La blonde enfant repose
Dans un château très vieux,

Sa joue est blanche et rose,
Mais nul n'a vu ses yeux, etc...


QUATRIÈME TABLEAU

LE PRINCE CHARMANT


     Même décor. Au début, un léger rideau sépare la scène du spectateur. Le Prince apparaît devant le rideau. Aux dernières paroles du chant, le rideau s'ouvre lentement.

LE PRINCE. (Il chante. Air : Il était un roi d'Yvetot).
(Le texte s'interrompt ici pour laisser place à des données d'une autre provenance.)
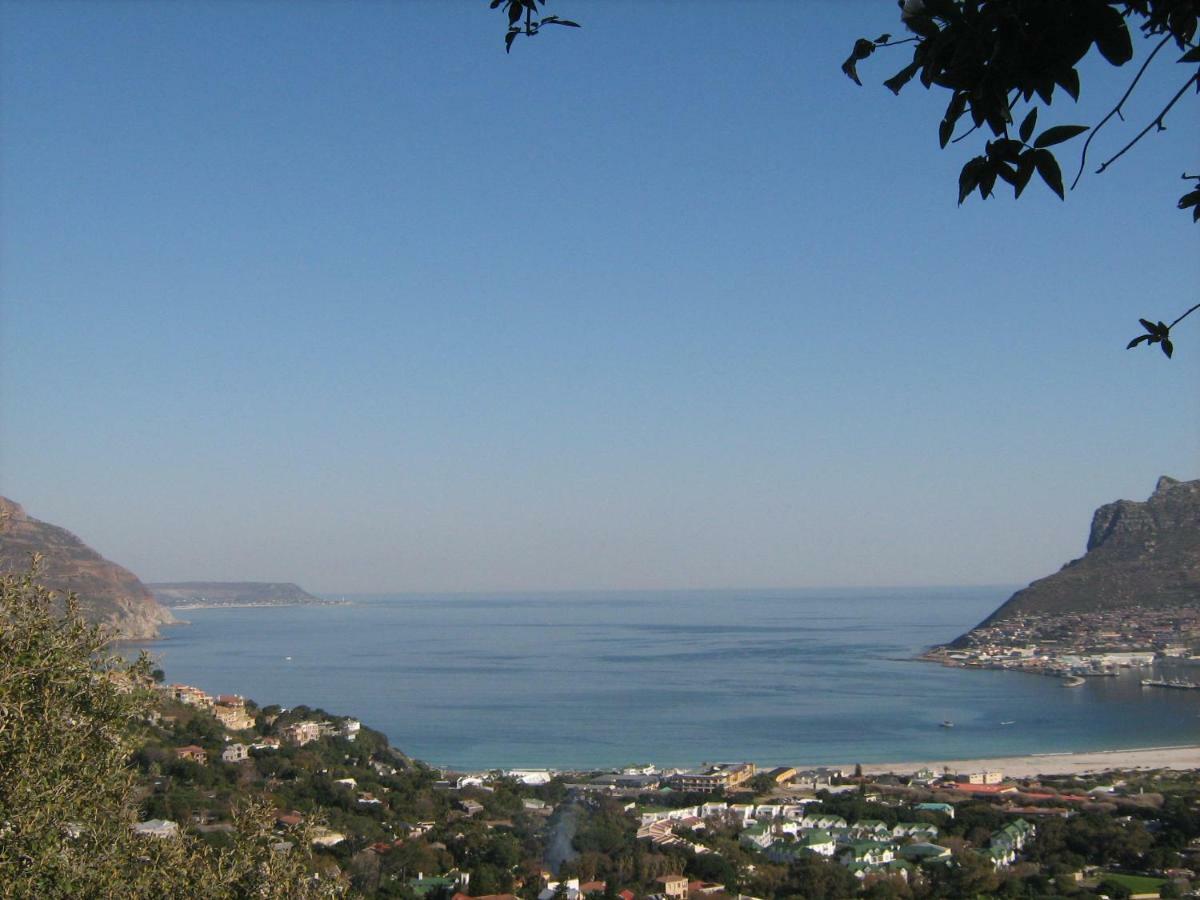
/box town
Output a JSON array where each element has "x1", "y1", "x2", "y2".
[
  {"x1": 133, "y1": 673, "x2": 1200, "y2": 900},
  {"x1": 923, "y1": 606, "x2": 1200, "y2": 684}
]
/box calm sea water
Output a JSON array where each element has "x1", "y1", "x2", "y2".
[{"x1": 133, "y1": 588, "x2": 1200, "y2": 768}]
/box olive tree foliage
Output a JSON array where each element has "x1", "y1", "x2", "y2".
[
  {"x1": 491, "y1": 0, "x2": 1200, "y2": 356},
  {"x1": 842, "y1": 0, "x2": 1200, "y2": 356},
  {"x1": 0, "y1": 561, "x2": 342, "y2": 898}
]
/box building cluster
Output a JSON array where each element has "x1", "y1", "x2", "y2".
[
  {"x1": 635, "y1": 801, "x2": 1034, "y2": 878},
  {"x1": 925, "y1": 606, "x2": 1200, "y2": 677}
]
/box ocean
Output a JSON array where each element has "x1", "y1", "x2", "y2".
[{"x1": 133, "y1": 588, "x2": 1200, "y2": 769}]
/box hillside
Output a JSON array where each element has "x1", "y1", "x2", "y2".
[
  {"x1": 980, "y1": 475, "x2": 1200, "y2": 626},
  {"x1": 0, "y1": 497, "x2": 175, "y2": 641},
  {"x1": 146, "y1": 581, "x2": 328, "y2": 608}
]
On dit que, dans ce vieux château
Tout rempli de richesses,
Dort, depuis cent années bientôt
La plus belle princesse.
Un prince bon, jeune et vaillant
Viendra briser l'enchantement
Vraiment.
Oh ! Oh ! Oh ! Oh ! Ah ! Ah ! Ah ! Ah !
Je veux être ce prince-là
La la !

Sur mon chemin, j'ai vu partout
Des valets et des gardes,
Dormant assis, dormant debout
Avec leurs hallebardes.
De la princesse, les beaux yeux

Vont s'ouvrir au jour radieux,
Joyeux
Oh ! Oh ! Oh ! Oh ! Ah ! Ah ! Ah ! Ah !
Je sens mon cœur battre déjà
La la !
     (Pendant les dernières paroles de la chanson, le léger rideau s'est ouvert. Le Prince se retourne et aperçoit la belle).

LE PRINCE. - Ô merveille ! La princesse est là... endormie. Sa beauté est divine... N'est-ce pas un rêve ? Je tremble d'émoi. (Il s'approche et la regarde). Qu'elle est belle ! Ses boucles d'or encadrent ses joues roses, et ses lèvres vermeilles s'entrouvrent dans un doux sourire. En la contemplant, je sens mon cœur s'ouvrir à l'amour. (Il s'agenouille et lui prend la main). Sur cette jolie petite main, je veux mettre un tendre baiser.

     (Au moment où il lui baise la main, la princesse s'éveille, elle se dresse sur son lit en se frottant les yeux).

LA PRINCESSE. - Est-ce vous, mon prince ? Vous vous êtes bien fait attendre ?

LE PRINCE. - Ô divine princesse ! Je suis le plus heureux des princes, puisque j'ai eu le bonheur d'avoir votre premier sourire.

LA PRINCESSE. - Vous êtes mon Prince charmant. Je vous ai vu bien souvent dans mes rêves, tel que je vous vois aujourd'hui.

LE PRINCE. - Je vous aime plus que moi-même, et je n'ai qu'un désir : vivre toujours à vos côtés.